The link between sustainability and business performance
Friday, 26 March, 2010
There’s been an exciting shift in sustainability in the past five years - businesses have realised there’s no disconnect between good environmental management and business performance. We help these businesses integrate environmental and other business activities to reap productivity increases and reduced costs - all the while improving our sustainability.
The Sustainability Advantage Program helps medium to large organisations improve their environmental performance in a way that adds business value. This holistic program helps businesses tackle their impact on the environment and respond to the increasing pressures of climate change, community expectations and the preference of corporate and government customers to deal with sustainable businesses.
I’ve seen a definite change in the way businesses think about sustainability. In the past, only one person in a business may have had responsibility for environmental issues. Now we’re starting to see it treated more like OHS, where the issue is owned by a number of people across the business. This means everyone has a clearer idea of what their responsibility is, so it’s more likely to succeed.
The reality of doing business is that competitive advantage and cost savings are generally the major motivator. In the end though, motivations aren’t important as long as they lead to environmental improvements. We appreciate that people have massively different motivations and our job is to tap into them to effect positive changes.
We favour working with businesses that already have a degree of commitment to sustainability. This is because we’re spending public money with these organisations and want to ensure there’s a certain level of commitment. Businesses pledge to work with us for at least 18 months, which begins with a two-hour sustainability management diagnostic.
This diagnostic needs to be done with the organisation’s leadership team so that sustainability is owned ‘at the top’ and by people across the entire business. They look at areas that are going well in terms of environmental management and identify areas that need more work in the future. As a result, businesses themselves identify an agenda they want to pursue and we support them to accelerate it.
The focus of our support is in the key sustainability areas of: vision and planning; resource efficiency; environmental risk and responsibility; supply chain; climate change; staff engagement and training; and external stakeholder engagement.
Businesses contribute $3000 when they join but can get as much as $15,000-$20,000 of service support out of the program.
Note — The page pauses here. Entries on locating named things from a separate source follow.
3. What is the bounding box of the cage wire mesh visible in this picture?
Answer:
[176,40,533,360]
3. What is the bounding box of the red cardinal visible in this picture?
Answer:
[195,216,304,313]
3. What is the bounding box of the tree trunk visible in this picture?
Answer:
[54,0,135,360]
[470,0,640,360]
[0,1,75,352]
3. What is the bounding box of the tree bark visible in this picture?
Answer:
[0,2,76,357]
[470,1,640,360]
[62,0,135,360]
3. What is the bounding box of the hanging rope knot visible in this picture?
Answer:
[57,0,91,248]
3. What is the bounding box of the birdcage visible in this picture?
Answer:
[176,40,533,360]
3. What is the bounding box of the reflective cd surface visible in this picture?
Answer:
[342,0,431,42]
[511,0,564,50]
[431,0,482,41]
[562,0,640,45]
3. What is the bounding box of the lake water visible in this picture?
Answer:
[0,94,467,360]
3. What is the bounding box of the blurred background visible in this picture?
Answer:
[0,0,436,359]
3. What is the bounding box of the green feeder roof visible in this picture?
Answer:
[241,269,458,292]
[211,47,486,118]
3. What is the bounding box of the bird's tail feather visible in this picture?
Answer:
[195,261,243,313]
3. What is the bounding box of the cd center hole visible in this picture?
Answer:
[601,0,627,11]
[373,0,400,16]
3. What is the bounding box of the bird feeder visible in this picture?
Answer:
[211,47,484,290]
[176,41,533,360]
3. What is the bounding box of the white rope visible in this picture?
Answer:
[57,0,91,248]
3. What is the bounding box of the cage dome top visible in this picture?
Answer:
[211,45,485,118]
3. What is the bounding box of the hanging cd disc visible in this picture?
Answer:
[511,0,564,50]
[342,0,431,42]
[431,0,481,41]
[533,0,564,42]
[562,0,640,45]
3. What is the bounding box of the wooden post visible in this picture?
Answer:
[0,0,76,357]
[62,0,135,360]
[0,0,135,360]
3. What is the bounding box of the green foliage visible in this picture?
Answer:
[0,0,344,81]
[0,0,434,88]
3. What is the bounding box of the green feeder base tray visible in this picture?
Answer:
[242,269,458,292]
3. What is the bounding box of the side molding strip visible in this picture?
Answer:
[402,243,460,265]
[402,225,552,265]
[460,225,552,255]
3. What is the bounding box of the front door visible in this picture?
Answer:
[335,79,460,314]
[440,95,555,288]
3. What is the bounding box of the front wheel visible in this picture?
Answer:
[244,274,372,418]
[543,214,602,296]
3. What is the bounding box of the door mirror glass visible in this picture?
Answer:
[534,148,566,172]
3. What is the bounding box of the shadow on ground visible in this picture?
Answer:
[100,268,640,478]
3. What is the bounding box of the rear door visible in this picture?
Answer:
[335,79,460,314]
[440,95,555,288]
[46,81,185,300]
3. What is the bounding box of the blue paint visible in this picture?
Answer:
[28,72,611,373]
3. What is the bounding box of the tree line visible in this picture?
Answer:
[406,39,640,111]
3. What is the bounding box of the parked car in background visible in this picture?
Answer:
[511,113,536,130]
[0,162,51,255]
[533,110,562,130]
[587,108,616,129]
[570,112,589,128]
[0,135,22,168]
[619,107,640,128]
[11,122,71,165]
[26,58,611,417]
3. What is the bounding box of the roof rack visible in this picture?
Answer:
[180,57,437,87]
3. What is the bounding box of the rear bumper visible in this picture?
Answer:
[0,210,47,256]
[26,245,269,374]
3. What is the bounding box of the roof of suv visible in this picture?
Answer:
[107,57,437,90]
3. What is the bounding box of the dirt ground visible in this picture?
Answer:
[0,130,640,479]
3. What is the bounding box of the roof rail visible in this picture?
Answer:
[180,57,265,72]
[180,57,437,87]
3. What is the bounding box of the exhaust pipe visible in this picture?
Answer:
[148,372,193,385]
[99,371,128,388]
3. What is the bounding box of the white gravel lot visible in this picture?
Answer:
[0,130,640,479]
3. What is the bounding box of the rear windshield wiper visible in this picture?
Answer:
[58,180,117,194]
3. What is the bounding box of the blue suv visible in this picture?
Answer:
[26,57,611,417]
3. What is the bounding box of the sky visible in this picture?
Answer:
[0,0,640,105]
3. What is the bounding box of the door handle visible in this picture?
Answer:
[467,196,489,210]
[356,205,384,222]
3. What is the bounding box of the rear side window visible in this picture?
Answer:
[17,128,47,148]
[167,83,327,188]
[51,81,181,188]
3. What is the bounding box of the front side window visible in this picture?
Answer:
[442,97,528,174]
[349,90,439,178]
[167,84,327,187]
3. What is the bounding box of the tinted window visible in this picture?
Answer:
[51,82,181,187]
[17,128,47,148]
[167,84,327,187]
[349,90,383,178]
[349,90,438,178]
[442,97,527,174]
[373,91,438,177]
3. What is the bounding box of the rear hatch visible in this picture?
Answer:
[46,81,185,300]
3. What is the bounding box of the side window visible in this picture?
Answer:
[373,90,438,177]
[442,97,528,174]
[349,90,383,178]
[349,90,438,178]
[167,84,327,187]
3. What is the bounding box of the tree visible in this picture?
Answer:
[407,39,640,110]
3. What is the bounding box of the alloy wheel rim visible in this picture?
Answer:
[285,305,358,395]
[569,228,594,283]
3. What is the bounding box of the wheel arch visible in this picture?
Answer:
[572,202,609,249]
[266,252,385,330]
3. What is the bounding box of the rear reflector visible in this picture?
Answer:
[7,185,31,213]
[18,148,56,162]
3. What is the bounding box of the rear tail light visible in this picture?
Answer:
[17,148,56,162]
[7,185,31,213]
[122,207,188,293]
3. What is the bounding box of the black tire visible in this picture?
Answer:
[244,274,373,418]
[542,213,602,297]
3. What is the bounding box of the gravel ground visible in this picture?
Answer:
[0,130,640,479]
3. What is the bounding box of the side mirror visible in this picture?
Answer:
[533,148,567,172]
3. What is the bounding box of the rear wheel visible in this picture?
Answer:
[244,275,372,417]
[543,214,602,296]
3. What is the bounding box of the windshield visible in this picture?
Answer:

To date, participating businesses have gone on to reap a range of benefits, including:
- A strategic understanding of sustainability benefits and business priorities.
- Cost savings associated with resource efficiency.
- Better staff engagement and productivity.
- Marketing advantages and becoming a supplier of choice.
The most obvious savings seen as a result of the program have been in resource efficiency, with the biggest savings coming from the building products sector.
For example, the Austral Brick Company has improved the sizing of its machines and driers and more tightly manages compressed air leaks, which delivered $112,000 in savings over 2007-08. Improvements to lighting layout and technology and power factor correction have delivered another $45,000 in savings a year and the business is enjoying $20,000 in water savings each year. Finally, Austral now re-uses all of the waste generated during manufacture.
Agribusiness is another cluster that has seen large savings as a result of participating in the Sustainability Advantage Program. De Bortoli Wines now re-uses all of its wastewater for growing forage crops, which generates $200,000 income each year on top of the power savings achieved by diverting 150 tonnes of waste from landfill.
We’re here to help businesses prosper and grow into the future. Some businesses don’t know where to start when it comes to sustainability and we help them unscramble the puzzle, embed environmental management into their business processes and reap the financial benefits that come from world-class sustainability practices.
* David Trewin is Manager of Business Partnerships at the Department of Environment, Climate Change and Water NSW. He has 20 years’ experience in environmental management, education and public relations. He has a strong commitment to continuing education and is currently completing a Master of Environmental Management at the University of NSW.